Pair Corralation between VULCAN MATERIALS and Tokio Marine

Assuming the 90 days trading horizon VULCAN MATERIALS is expected to under-perform the Tokio Marine. But the stock apears to be less risky and, when comparing its historical volatility, VULCAN MATERIALS is 1.26 times less risky than Tokio Marine. The stock trades about -0.14 of its potential returns per unit of risk. The Tokio Marine Holdings is currently generating about 0.1 of returns per unit of risk over similar time horizon. If you would invest  3,370  in Tokio Marine Holdings on December 21, 2024 and sell it today you would earn a total of  389.00  from holding Tokio Marine Holdings or generate 11.54% return on investment over 90 days.
Time Period3 Months [change]
DirectionMoves Against 
StrengthInsignificant
Accuracy100.0%
ValuesDaily Returns

VULCAN MATERIALS  vs.  Tokio Marine Holdings

 Performance 
       Timeline  
VULCAN MATERIALS 

Risk-Adjusted Performance

Very Weak

 
Weak
 
Strong
Over the last 90 days VULCAN MATERIALS has generated negative risk-adjusted returns adding no value to investors with long positions. In spite of fragile performance in the last few months, the Stock's basic indicators remain comparatively stable which may send shares a bit higher in April 2025. The newest uproar may also be a sign of mid-term up-swing for the firm private investors.
Tokio Marine Holdings 

Risk-Adjusted Performance

OK

 
Weak
 
Strong
Compared to the overall equity markets, risk-adjusted returns on investments in Tokio Marine Holdings are ranked lower than 7 (%) of all global equities and portfolios over the last 90 days. Despite nearly unfluctuating basic indicators, Tokio Marine reported solid returns over the last few months and may actually be approaching a breakup point.

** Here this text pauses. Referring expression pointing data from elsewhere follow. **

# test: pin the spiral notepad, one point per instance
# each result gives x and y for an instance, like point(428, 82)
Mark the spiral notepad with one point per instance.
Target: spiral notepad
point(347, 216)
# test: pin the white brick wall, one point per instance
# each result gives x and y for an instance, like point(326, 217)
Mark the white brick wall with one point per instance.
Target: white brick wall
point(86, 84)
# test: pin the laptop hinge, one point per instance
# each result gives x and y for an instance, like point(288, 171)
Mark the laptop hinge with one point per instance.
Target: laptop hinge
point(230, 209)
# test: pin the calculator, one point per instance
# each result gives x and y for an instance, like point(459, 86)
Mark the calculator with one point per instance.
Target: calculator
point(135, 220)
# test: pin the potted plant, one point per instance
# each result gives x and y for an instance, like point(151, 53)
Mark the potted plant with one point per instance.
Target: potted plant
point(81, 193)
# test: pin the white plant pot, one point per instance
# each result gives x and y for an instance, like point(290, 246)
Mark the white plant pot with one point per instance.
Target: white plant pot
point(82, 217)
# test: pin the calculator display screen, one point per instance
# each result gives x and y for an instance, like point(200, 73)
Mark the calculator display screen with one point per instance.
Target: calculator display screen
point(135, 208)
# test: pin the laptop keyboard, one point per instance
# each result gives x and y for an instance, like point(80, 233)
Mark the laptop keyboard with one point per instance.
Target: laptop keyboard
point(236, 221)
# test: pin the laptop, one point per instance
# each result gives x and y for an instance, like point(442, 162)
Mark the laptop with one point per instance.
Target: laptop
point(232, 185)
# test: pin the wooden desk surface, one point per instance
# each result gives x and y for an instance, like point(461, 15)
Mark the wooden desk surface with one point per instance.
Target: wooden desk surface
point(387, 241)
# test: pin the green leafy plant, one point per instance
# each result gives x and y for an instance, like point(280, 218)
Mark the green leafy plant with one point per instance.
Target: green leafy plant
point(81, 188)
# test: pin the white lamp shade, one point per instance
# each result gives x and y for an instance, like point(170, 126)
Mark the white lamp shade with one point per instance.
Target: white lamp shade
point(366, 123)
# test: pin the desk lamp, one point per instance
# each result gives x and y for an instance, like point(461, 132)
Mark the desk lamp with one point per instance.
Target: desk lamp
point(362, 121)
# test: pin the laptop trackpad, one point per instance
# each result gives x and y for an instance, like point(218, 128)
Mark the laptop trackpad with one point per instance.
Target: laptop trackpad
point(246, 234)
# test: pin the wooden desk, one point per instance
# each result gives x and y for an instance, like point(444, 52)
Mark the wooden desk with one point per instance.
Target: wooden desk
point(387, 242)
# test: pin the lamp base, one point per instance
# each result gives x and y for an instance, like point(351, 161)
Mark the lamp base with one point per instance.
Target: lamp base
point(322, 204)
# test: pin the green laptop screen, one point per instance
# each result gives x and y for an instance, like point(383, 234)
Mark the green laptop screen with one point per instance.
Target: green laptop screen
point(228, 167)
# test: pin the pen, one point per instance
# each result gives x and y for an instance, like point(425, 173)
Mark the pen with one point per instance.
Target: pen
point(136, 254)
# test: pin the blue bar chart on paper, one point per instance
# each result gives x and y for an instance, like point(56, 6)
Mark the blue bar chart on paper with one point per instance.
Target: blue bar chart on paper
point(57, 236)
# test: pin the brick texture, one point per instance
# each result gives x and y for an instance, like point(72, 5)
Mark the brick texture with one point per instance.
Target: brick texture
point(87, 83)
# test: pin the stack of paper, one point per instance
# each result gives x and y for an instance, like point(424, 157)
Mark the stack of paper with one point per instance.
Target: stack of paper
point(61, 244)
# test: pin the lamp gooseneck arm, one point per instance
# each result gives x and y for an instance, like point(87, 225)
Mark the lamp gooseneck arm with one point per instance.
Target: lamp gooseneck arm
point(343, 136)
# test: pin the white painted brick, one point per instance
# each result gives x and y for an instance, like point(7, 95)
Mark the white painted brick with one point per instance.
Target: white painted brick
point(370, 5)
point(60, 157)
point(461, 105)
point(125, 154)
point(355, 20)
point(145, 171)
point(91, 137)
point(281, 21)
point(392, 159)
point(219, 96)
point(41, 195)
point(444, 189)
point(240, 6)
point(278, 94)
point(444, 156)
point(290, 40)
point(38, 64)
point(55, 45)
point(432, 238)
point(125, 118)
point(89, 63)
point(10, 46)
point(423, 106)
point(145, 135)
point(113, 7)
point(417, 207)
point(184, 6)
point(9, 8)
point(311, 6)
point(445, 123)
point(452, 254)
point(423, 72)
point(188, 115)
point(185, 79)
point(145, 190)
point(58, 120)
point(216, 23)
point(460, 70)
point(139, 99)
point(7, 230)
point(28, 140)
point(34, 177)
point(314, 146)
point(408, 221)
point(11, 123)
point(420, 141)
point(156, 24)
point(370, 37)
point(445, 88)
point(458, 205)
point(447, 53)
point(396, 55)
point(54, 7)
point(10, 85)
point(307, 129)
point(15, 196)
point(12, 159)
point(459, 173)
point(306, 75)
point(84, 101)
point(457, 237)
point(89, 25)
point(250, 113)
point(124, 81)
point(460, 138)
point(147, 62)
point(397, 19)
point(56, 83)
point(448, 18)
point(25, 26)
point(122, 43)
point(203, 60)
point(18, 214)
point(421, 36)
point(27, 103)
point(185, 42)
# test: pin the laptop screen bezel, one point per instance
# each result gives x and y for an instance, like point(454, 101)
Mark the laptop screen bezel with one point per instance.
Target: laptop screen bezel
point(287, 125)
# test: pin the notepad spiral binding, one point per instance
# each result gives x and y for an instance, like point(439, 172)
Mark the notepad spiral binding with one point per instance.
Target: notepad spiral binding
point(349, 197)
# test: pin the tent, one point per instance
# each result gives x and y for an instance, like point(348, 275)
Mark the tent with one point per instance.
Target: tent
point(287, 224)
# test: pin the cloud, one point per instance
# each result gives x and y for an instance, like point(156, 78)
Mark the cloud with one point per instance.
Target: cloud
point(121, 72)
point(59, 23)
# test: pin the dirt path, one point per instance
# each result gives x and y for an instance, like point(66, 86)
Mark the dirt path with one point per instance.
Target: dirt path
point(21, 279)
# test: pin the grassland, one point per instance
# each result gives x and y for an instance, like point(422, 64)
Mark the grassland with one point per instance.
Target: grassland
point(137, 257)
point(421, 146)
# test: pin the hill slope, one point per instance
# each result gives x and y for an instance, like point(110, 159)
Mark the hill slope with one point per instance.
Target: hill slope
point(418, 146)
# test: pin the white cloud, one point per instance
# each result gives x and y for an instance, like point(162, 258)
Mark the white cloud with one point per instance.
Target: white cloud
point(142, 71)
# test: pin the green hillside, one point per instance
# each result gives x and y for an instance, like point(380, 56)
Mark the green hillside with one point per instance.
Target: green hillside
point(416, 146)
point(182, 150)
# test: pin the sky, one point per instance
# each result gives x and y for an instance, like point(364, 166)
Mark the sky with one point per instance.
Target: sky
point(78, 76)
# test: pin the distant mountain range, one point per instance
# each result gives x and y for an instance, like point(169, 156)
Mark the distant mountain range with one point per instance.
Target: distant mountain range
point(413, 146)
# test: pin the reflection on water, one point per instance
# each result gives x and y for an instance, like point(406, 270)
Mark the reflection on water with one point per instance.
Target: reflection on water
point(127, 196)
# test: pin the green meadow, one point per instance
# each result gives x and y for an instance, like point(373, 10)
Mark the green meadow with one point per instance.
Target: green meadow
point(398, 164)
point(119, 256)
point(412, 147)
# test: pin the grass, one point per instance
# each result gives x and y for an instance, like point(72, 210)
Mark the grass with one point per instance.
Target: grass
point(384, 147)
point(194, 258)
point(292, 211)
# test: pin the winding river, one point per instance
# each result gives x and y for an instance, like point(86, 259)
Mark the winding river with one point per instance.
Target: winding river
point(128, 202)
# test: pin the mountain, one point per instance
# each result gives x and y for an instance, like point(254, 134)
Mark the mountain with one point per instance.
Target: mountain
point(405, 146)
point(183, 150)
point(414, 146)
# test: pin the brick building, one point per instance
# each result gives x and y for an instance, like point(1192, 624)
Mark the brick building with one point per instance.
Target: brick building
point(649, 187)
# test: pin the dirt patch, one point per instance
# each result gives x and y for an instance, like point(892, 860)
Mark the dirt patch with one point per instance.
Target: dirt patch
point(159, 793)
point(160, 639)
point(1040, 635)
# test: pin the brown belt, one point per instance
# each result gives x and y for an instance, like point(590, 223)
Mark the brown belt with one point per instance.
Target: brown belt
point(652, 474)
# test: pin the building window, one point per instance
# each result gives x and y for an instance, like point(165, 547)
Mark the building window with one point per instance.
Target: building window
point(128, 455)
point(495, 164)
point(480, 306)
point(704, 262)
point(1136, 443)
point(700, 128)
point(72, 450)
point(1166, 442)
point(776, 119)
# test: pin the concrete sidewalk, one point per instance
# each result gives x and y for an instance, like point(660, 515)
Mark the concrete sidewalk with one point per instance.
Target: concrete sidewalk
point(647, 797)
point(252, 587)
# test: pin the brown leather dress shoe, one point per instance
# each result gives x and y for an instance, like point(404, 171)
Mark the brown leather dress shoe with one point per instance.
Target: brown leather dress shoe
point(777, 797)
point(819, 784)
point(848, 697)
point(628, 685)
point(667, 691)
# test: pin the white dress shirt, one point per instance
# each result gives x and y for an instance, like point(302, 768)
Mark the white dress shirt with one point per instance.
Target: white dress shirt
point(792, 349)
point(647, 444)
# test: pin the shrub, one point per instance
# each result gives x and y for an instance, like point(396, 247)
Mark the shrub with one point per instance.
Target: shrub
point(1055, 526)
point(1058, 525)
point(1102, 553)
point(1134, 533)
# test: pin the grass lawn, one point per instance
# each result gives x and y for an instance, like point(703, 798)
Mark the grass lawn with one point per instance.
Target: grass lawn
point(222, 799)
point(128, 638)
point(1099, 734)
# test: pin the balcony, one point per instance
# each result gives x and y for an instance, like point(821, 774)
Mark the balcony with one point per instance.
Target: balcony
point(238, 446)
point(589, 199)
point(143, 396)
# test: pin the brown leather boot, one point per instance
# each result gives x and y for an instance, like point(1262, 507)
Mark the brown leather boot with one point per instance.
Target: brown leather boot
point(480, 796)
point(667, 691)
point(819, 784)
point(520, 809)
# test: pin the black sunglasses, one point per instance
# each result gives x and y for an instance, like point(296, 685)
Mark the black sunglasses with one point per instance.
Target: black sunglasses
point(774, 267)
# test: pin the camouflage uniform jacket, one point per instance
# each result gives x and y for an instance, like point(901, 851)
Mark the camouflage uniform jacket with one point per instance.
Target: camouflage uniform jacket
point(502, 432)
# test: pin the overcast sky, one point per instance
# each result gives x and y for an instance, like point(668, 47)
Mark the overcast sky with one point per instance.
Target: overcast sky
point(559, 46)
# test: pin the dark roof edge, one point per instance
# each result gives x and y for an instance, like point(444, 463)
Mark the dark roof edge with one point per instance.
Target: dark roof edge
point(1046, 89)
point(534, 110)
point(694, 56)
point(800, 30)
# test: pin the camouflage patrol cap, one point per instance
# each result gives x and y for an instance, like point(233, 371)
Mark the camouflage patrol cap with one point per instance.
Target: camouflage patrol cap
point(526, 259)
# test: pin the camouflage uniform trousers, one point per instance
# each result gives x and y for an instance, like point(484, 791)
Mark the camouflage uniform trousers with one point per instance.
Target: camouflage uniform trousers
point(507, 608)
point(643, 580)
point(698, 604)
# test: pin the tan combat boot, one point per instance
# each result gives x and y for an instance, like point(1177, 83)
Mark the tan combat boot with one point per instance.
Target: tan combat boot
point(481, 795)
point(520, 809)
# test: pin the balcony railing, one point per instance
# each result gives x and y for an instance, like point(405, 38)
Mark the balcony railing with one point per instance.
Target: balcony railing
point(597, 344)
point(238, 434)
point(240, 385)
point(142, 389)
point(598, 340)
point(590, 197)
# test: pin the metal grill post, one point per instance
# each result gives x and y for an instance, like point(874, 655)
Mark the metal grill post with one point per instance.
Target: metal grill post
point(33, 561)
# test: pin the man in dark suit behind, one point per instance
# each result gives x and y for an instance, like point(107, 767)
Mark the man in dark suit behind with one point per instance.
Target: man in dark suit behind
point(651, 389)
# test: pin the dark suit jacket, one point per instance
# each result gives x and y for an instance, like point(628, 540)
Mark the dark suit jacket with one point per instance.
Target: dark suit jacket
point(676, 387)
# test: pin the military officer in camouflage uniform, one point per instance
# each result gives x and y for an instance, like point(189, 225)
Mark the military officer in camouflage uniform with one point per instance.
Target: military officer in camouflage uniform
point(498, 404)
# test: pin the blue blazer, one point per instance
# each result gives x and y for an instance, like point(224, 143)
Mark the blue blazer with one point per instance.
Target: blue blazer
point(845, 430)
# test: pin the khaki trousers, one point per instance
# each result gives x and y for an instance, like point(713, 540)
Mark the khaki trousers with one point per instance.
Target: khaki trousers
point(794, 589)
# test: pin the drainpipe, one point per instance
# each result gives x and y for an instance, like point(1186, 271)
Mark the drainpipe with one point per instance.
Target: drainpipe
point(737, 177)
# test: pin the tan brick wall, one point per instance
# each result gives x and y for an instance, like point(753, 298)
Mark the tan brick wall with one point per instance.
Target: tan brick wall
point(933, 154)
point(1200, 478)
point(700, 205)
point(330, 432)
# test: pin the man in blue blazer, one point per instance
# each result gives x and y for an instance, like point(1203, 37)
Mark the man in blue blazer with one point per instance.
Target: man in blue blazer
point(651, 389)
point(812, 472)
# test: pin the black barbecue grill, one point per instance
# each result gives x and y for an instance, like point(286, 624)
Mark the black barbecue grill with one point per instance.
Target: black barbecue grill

VULCAN MATERIALS and Tokio Marine Volatility Contrast

   Predicted Return Density   
       Returns  

Pair Trading with VULCAN MATERIALS and Tokio Marine

The main advantage of trading using opposite VULCAN MATERIALS and Tokio Marine positions is that it hedges away some unsystematic risk. Because of two separate transactions, even if VULCAN MATERIALS position performs unexpectedly, Tokio Marine can make up some of the losses. Pair trading also minimizes risk from directional movements in the market. For example, if an entire industry or sector drops because of unexpected headlines, the short position in Tokio Marine will offset losses from the drop in Tokio Marine's long position.
The idea behind VULCAN MATERIALS and Tokio Marine Holdings pairs trading is to make the combined position market-neutral, meaning the overall market's direction will not affect its win or loss (or potential downside or upside). This can be achieved by designing a pairs trade with two highly correlated stocks or equities that operate in a similar space or sector, making it possible to obtain profits through simple and relatively low-risk investment.
Check out your portfolio center.
Note that this page's information should be used as a complementary analysis to find the right mix of equity instruments to add to your existing portfolios or create a brand new portfolio. You can also try the Aroon Oscillator module to analyze current equity momentum using Aroon Oscillator and other momentum ratios.